Compared to Solar Photovoltaics (PV), Concentrated Solar Power (CSP) can store the excess solar thermal energy, extend the power generation at night and cloudy days, and levelize the mismatch between energy demand and supply. To make CSP competitive, Thermal Energy Storage (TES) system filled with phase change material (PCM) is a promising indirect energy storage technique, compared to the TES system using concrete or river rocks. It is of great interests to solar thermal community to apply the latent heat thermal energy storage (LHTES) system for large scale CSP application, because PCMs can store more thermal energy due to the latent heat during the melting/freezing process. Therefore, a comprehensive parametric analysis of LHTES system is necessary in order to improve its systematic performance, since LHTES system has a relatively low energy storage efficiency compared to TES systems using sensible materials.

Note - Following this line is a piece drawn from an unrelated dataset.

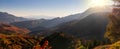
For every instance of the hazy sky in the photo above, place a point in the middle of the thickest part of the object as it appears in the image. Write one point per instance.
(43, 7)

In this study, an 11-dimensionless-parameter space of LHTES system was developed, by considering only the technical constraints (materials properties and operation parameters), instead of economic constraints. Then the parametric analysis was performed based on a 1D enthalpy-based transient model, and the energy storage efficiency was used as the objective function to minimize the number of variables in the parameter space. It was found that Stanton number (St), PCM radius (r), and void fraction (ε) are the three most important ones. The sensitivity study was conducted then based on the three dimensionless-parameter space which will significantly influence the system performance. The results of this study make LHTES system competitive with TES system using sensible materials in terms of energy storage efficiency.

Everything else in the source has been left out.